Die Idee, genau diesen Künstler auch die Hausfront des neuen Besucherzentrums in Dorfhain gestalten zu lassen, lag für den Stiftungsvorstand auf der Hand. In der Stiftung drehe sich alles um Bildung und Wissen, erklärt Jens Jähnig, genauso wie in etlichen Arbeiten von Michael-Fischer-Art. „Die Kernbotschaft dieser Fassade ist das Thema Werte“, sagt der gebürtige Dorfhainer und Unternehmer. Es sind auch Werte wie Handwerk, Tradition und Heimat, die sich in der Bildsprache an der Fassade wiederfinden werden.

Zum Beispiel diese kunterbunte Figur weiter oben, die mit einem Buch in der Hand auf dem Hocker sitzt. „Es geht darum, Wissen aufzunehmen und Wissen zu vermitteln“, erklärt der Künstler. Und es gehe um Achtung, um Achtung im gesellschaftlichen Miteinander, sagt Michael-Fischer-Art. Die großen wachsamen Augen seiner comic-artigen Figuren stehen für diese Aufmerksamkeit und Umsicht, die sich der Künstler wünscht. Aber nicht nur allgemeine Werte sollen auf der Fassade an der Talstraße ihren Platz finden. Besucher werden auch das eine oder andere Detail entdecken können, das für das Bewusstsein der Region steht.

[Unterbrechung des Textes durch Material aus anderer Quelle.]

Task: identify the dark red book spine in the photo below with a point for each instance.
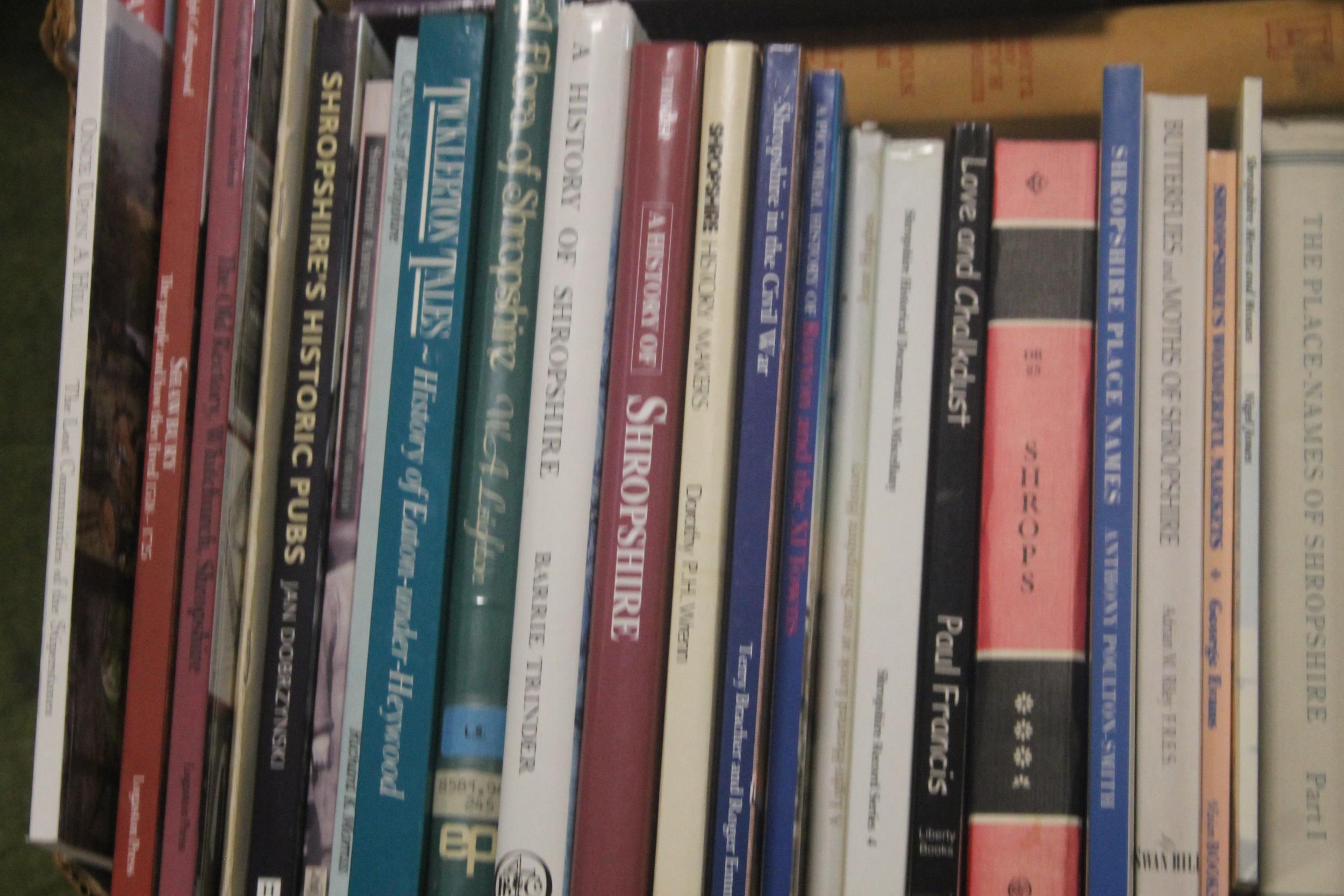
(1028, 782)
(154, 618)
(632, 575)
(210, 437)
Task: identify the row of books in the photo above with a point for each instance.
(568, 462)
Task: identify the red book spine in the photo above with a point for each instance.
(144, 741)
(632, 577)
(210, 434)
(1028, 781)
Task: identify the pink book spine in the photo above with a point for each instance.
(206, 470)
(1028, 781)
(1219, 505)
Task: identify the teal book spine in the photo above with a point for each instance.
(424, 413)
(490, 488)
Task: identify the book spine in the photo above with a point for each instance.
(632, 574)
(346, 735)
(163, 503)
(1219, 526)
(764, 398)
(1171, 441)
(897, 458)
(1042, 73)
(54, 680)
(304, 472)
(563, 458)
(210, 432)
(838, 606)
(1028, 777)
(483, 570)
(154, 14)
(800, 551)
(1114, 464)
(732, 70)
(948, 594)
(406, 617)
(1302, 543)
(291, 136)
(346, 507)
(1246, 604)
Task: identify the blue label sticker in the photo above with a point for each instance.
(472, 731)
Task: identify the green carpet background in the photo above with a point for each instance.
(34, 108)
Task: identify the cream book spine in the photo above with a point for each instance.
(891, 566)
(1302, 511)
(292, 132)
(843, 536)
(1171, 510)
(722, 225)
(569, 377)
(1246, 605)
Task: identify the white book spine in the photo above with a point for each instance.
(843, 535)
(706, 481)
(1302, 511)
(569, 374)
(1248, 599)
(891, 567)
(375, 451)
(1171, 497)
(54, 675)
(302, 18)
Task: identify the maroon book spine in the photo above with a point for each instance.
(210, 437)
(146, 736)
(632, 575)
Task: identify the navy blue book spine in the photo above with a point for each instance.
(800, 555)
(757, 511)
(1114, 519)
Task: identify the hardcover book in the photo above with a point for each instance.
(950, 578)
(144, 751)
(487, 512)
(1028, 736)
(347, 470)
(632, 574)
(897, 458)
(762, 417)
(346, 736)
(291, 138)
(393, 790)
(563, 447)
(1170, 499)
(249, 39)
(103, 389)
(732, 70)
(345, 58)
(1111, 821)
(1302, 542)
(1216, 817)
(1038, 76)
(804, 500)
(842, 547)
(1246, 602)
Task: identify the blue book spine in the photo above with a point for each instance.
(1114, 519)
(421, 454)
(800, 555)
(760, 476)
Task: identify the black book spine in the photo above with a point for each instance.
(303, 501)
(952, 542)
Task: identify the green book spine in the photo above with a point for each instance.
(474, 673)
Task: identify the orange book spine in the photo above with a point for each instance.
(1033, 76)
(1219, 555)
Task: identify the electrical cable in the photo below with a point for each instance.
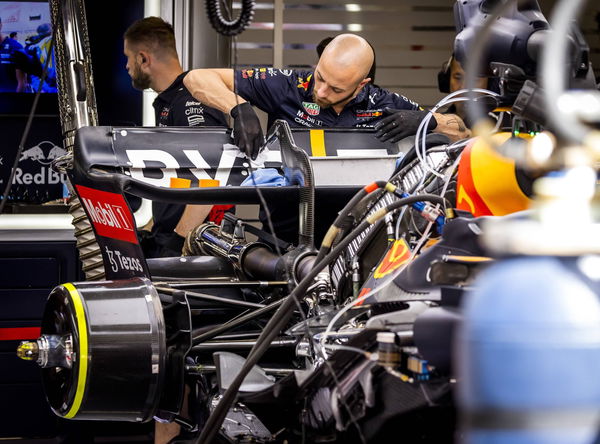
(283, 314)
(422, 130)
(552, 72)
(391, 278)
(25, 135)
(481, 126)
(227, 26)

Während Michael Fischer-Art bei seinem ersten Arbeitstag in Dorfhain lediglich noch von sechs Studenten der Dresdner Hochschule für Bildende Künste unterstützt wurde, wird es zum Wochenende turbulenter. Für Freitag hat sich der Höckendorfer Künstler Berthold Grahl angekündigt, der gemeinsam mit den Kindern des Dorfhainer Kinderheimes an der Fassade zum Pinsel greifen will.

Ab Freitag und bis Sonntag werden im Innenhof des Besucherzentrums noch etliche Künstler mehr aus der Region, ganz Deutschland und Europa tätig sein, unter anderem aus Griechenland, Italien, der Türkei, Rumänien, Slowakei und Polen, zählt Stiftungschef Jens Jähnig auf. Neben den rund 30 Künstlern, die am Sonnabend die Fassaden-Kunst unterstützen, können auch Besucher ab 12 Uhr zum bunten Spektakel vorbeischauen – und mit etwas Mut vielleicht selbst zum Pinsel greifen. Darüber hinaus werden einmalig an diesem Tag rund um das Thema Werte verschiedene Werke von 14 Künstlern in den Stiftungsräumen gezeigt, unter anderem von dem Berliner Harald Hoffmann de Vere und dem in Freital ansässigen Künstler Olaf Stoy. Die Sonderausstellung vereint Gemälde und Skulpturen aus Holz, Metall und Porzellan von regionalen wie internationalen Künstlern.

Michael Fischer-Art selbst wird zudem am Sonnabend einen Vortrag zu seiner Arbeit in Dorfhain halten und erklären, wie künstlerisch gestaltete Gebäude auf das Lebens- und Selbstwertgefühl der Menschen wirken. „Dorfhain kann Farbe gebrauchen“, sagt der 49-Jährige. Hier gehe es nicht nur darum, die Tristesse mit Pinseln aufzumischen, sondern dem Ort Schwung und Mut zu verleihen.

Mut sei auch ein zentrales Element in den Plänen zum Geopark Sachsens Mitte. „Was wir hier machen, ist mutig für Dorfhain, für die gesamte Region“, erklärt Jens Jähnig. Ein künftiger Besuchermagnet könne kaum stärker über die Region hinaus strahlen als mit Kunst von Fischer-Art.